05 Mineral processing application cases

Process 1: Taking a foreign Kaolin clay as an example, the main impurities in this sample include iron oxide, titanium oxide, and iron silicate. In the raw ore, the impurity contents of Fe2O3 and TiO2 are 0.89% and 0.17% respectively, while the whiteness reaches 67.29%.

In order to effectively remove these impurities, we determined the following test plan: First, pass the raw ore through an electromagnetic slurry magnetic separator for two magnetic separation processes, rough separation and fine selection, to initially remove most of the impurities. Then, the obtained concentrate is further purified through a superconducting magnetic separator to further reduce the impurity content and improve the quality of Kaolin.

Test flow chart

It can be seen from the test results that the raw ore can be separated by electromagnetic slurry + electromagnetic slurry + superconducting magnetic separation to obtain a Kaolin concentrate product with Fe2O3 0.35% and whiteness 87.52%.

Process 2: Raw ore undergoes superconducting 5T magnetic separation. The test process is shown in Figure 2, and the test results are shown in Table 2.

FIG. 2 Experimental flow of beneficiation

The raw ore was subjected to superconducting 5T magnetic separation to obtain a Kaolin concentrate product with Fe2O3 0.40%, Al2O3 22.92%, SiO2 68.78%, TiO2 0.10%, CaO 1.90%, whiteness 86.97%, and a yield of 90.90%.

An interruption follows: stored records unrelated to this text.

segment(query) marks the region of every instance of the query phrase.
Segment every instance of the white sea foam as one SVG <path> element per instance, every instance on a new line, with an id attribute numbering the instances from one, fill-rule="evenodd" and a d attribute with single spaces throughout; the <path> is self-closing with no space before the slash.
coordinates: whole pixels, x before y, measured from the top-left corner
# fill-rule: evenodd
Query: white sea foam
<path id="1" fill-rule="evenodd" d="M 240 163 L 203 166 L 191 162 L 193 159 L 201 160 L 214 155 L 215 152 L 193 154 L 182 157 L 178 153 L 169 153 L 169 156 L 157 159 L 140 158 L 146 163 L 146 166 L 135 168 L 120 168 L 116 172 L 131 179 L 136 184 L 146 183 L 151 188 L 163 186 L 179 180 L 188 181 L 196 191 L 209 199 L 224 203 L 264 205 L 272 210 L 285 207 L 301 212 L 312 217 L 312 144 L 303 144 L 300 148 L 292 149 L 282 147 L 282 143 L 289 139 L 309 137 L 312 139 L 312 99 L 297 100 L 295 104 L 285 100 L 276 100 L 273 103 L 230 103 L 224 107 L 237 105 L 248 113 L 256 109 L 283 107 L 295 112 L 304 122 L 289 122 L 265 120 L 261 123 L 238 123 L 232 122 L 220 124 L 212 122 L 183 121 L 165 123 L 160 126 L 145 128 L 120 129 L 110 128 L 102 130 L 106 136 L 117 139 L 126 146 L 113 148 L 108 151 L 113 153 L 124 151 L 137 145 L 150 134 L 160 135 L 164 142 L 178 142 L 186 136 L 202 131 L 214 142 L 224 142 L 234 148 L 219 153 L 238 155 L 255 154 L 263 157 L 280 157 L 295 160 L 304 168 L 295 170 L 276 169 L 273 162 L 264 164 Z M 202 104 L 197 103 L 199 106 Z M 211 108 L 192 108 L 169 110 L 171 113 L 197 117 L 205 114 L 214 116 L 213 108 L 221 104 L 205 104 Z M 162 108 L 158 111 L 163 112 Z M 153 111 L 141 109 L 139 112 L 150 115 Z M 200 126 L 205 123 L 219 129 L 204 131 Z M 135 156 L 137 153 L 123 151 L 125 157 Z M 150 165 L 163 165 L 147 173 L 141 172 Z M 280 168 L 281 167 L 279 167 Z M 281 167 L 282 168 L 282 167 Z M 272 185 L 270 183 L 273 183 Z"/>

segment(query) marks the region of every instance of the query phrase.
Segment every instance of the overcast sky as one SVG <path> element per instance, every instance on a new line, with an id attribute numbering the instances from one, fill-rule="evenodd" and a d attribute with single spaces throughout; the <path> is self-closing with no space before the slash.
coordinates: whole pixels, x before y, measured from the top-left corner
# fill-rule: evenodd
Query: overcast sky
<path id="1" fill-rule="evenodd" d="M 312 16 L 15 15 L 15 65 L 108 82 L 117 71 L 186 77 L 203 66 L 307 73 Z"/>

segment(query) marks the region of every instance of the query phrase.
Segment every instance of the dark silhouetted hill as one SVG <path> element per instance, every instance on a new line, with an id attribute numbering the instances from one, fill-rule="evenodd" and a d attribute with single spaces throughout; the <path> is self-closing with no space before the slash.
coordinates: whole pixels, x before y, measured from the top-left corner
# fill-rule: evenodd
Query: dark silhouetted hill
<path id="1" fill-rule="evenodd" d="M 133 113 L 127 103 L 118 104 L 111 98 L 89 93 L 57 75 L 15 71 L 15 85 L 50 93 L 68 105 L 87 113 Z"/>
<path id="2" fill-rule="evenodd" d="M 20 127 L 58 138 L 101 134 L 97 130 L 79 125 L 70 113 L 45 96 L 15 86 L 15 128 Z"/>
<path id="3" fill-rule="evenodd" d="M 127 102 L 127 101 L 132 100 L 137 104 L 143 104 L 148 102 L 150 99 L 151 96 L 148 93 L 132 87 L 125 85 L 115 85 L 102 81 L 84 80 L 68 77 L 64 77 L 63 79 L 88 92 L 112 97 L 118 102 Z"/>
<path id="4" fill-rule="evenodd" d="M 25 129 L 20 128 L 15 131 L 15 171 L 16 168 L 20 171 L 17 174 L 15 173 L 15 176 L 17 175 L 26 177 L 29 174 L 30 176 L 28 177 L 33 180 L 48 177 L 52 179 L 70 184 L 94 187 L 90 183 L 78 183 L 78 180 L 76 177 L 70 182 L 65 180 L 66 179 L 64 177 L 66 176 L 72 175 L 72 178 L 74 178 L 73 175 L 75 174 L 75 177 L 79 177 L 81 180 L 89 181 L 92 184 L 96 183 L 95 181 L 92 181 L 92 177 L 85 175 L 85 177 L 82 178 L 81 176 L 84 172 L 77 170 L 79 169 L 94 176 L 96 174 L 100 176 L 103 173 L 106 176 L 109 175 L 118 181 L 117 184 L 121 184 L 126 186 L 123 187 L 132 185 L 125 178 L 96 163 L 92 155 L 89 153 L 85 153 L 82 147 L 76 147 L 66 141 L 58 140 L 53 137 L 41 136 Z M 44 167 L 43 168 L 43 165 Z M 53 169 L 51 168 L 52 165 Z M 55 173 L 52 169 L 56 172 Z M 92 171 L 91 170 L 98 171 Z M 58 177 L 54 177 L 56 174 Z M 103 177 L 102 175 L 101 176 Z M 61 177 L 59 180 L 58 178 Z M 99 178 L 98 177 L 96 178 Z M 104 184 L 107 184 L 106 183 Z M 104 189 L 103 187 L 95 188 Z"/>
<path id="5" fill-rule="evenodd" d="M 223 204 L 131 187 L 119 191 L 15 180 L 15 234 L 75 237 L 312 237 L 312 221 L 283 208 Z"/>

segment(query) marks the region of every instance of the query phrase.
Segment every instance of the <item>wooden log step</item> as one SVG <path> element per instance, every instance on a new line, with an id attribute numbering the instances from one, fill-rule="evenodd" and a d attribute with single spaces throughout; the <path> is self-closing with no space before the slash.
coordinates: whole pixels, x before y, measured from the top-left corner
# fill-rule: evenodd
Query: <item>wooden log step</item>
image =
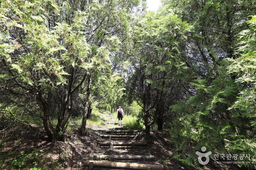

As a multifunctional industrial raw material, Kaolin has broad application prospects. With the continuous advancement of science and technology and the sustainable development of the industry, Kaolin will play an important role in more fields. In the future, we look forward to further expanding the application scope of Kaolin through more in-depth research and technological innovation, achieving more efficient and sustainable utilization, and making greater contributions to the development of human society. At the same time, we should also pay attention to the environmental problems that may arise during the mining and processing of Kaolin, and take active measures to ensure that the rational development of Kaolin resources is coordinated with the protection of the ecological environment.